‘Bunnicula’ plays to kids

Neil Powell as Harold
and Alexander Bartfay as Chester in ‘Bunnicula’ (Photos: Andrew Weber/Sentinel-Tribune)

The Treehouse Troupe may no longer stalk the countryside bringing portable theater to area schools, but
the spirit lives on in the more settled environs of Joe E. Brown Theatre.
Starting tonight the course that replaced the actual touring troupe will present "Bunnicula," a
theatrical adaptation of the beloved children’s book by Deborah and James Howe.
And if the reaction of the one little guy in attendance at Wednesday’s dress rehearsal is any indication,
the comical adventures of the Monroes and their pets will find great favor as well.
There’s no doubt who this play is pitched to. It does open with Harold the dog played by Neil Powell
chewing on a shoe, and continues with plenty of comic scenery chewing by the whole cast.

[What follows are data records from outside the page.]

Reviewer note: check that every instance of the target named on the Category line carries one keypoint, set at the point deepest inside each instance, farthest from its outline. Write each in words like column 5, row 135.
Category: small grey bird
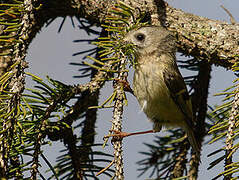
column 158, row 85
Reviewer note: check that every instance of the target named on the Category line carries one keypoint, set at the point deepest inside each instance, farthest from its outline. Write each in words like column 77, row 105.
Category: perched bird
column 158, row 85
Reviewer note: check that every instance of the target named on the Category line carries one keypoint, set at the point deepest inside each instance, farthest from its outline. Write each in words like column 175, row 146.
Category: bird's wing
column 178, row 91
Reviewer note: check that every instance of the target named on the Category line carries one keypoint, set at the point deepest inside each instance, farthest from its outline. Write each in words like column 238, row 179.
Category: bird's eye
column 140, row 37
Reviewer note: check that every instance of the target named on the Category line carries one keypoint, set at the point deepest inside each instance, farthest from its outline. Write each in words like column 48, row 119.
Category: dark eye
column 140, row 37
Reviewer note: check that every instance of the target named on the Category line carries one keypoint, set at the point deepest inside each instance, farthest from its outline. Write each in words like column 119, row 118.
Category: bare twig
column 107, row 167
column 232, row 19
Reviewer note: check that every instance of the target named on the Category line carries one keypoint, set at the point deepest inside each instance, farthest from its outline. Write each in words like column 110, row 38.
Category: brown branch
column 205, row 39
column 232, row 19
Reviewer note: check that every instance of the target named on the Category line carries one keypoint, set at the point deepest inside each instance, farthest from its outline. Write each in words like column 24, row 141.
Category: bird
column 158, row 84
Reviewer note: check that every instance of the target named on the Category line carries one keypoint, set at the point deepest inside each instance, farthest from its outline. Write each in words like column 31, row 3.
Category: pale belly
column 154, row 98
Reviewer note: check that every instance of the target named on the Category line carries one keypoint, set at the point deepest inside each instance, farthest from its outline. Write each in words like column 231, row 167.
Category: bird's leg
column 125, row 84
column 121, row 135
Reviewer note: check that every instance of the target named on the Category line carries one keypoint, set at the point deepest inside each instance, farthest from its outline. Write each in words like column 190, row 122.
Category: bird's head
column 151, row 39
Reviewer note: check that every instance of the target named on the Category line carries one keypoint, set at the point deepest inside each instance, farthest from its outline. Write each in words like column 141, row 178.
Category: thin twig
column 107, row 167
column 232, row 19
column 230, row 134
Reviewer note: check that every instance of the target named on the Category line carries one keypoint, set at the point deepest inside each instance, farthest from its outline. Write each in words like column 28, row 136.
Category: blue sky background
column 50, row 54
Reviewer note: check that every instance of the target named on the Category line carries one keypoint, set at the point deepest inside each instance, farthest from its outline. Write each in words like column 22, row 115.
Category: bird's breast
column 154, row 96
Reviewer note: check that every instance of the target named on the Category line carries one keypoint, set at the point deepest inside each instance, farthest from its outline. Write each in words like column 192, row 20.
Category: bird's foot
column 125, row 84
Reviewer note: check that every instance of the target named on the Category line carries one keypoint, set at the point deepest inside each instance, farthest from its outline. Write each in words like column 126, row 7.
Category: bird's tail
column 193, row 141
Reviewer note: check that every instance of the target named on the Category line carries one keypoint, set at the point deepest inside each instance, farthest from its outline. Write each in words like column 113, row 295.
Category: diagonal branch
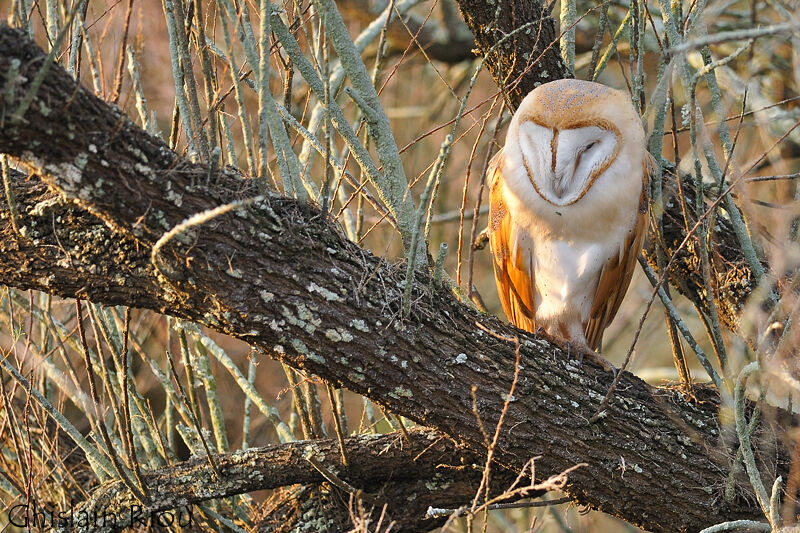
column 278, row 275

The acting is
broad, with everything turned up a notch.
Harold is your usual faithful, but easily distracted dog, and his buddy Chester the cat (Alexander
Bartfay) rule the roost, or at least they think they do.
Chester deems himself superior to all, including the clueless humans.
Then the family finds an abandoned bunny at the movie theater, and since they were seeing
"Dracula," dub him Bunnicula (played by a stuffed creator and Brittany Pausch).
Chester and Harold share a love of books – the cat reads them, the dog eats them. He’s reading Edgar
Allen Poe at the time, and the arrival of bunny and certain strange occurrences involving vegetables
sucked white, spur his suspicions.
But the more Chester tries to communicate his concerns to the humans, the more trouble he gets into. He
even gets banished to the outdoors.

Cast of ‘Bunnicula’

The family features a somewhat pompous college professor father played by Christian Lengyel, a bossy
lawyer mother Ann Monroe, a much put upon teen-age brother (Dylan Stretchbery) and the pesky, tomboy
little sister (Brittany Moran).
Their role is basically to run around and react to the animals’ doings. Bartfay and Powell do a wonderful
job of projecting their distinct animal natures with minimal costuming. Harold wears the shoe he’s
chewing on in the last scene.
Pausch is a mime, and covered in a grey tunic relies on her expressive face to provide clues as to what,
if anything, Bunnicula is thinking.
There’s a few songs interspersed to highlight the action. Powell, in what must have been a piece of
fortuitous casting, accompanies the songs on piano. That gives them a family sing-along feel.
I never had a dog who could do that, but then these are some special pets.